She seems to agree. We hike back up to the shelter and eye the container from every side.

“Maybe it fell off a drone by accident,” I suggest.

She shakes her head. “What are the chances of it landing right here, if it did? No. This is meant for us.”

“What if it’s a trick? What if I open it and it explodes?”

“I have some cable down below in the hangar,” she replies. “Maybe we could use that.”

Thirty minutes later, we’re crouched on the wall twenty meters away with the end of the cable in my hand.

“Pull it hard,” my mom says. “Even though we unlatched it, they’re air tight and they sometimes like to stick.”

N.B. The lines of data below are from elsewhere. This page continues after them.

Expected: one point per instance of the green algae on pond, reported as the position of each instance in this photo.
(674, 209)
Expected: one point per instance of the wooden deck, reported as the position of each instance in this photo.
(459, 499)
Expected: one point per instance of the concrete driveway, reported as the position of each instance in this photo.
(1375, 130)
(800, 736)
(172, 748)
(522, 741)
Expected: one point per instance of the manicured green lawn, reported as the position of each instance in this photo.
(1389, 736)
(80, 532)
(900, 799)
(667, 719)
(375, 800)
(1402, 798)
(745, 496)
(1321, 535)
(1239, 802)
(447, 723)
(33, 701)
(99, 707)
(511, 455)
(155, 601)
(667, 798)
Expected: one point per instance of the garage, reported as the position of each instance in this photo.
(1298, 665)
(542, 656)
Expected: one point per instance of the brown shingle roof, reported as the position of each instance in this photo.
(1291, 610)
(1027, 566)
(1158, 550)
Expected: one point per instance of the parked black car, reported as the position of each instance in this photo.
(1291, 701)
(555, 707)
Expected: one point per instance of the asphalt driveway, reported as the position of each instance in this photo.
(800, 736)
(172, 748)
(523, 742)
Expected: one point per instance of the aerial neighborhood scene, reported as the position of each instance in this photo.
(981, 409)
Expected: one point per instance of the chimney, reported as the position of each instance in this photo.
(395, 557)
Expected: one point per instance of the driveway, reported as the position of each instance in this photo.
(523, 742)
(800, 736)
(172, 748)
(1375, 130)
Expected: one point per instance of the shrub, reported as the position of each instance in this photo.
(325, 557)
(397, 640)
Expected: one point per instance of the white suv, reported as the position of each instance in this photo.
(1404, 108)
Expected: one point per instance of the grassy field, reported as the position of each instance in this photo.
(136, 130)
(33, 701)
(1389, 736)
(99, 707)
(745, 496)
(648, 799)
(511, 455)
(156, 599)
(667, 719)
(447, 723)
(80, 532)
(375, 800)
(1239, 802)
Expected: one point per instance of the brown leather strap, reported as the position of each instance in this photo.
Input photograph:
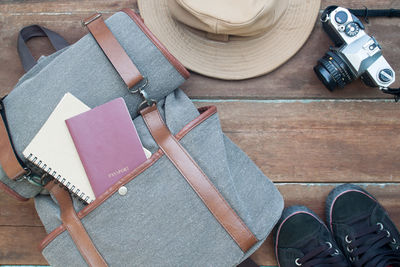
(8, 159)
(113, 50)
(200, 183)
(75, 227)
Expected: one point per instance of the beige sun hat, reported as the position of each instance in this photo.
(231, 39)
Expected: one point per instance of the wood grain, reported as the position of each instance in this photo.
(321, 141)
(313, 196)
(311, 143)
(294, 80)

I count to three. When I jerk the cable, the cargo container pops open but nothing happens. We wait a minute, then I creep forward to see what’s inside. A few days ago my mother would have insisted on going first, but something has changed in her after the other night.

“Be careful,” she whispers behind me, as if I were creeping up on some sleeping beast that might wake.

The container is as wide as a drone and nearly as long. It opens on its end rather than its side, likely designed that way to hold more weight in flight. But because it’s so deep, I can’t see anything inside other than shadows. I kneel down and reach in, but I don’t feel anything either. So I lie down and reach in all the way to my shoulder and feel around. Still nothing. I crawl inside the container, waving one arm in front of me. My hand closes on something soft. I grip it and pull. Whatever I’m dragging is heavy and hardly gives, but then something breaks loose, and the thing I’m gripping gets light. I back out of the container into the daylight, sit down and look at Red’s hair and the top of his sawed-off skull in my hand. Crude staples bend out from the fleshy edges of his scalp where the crown of his skull that I’m holding had been reattached.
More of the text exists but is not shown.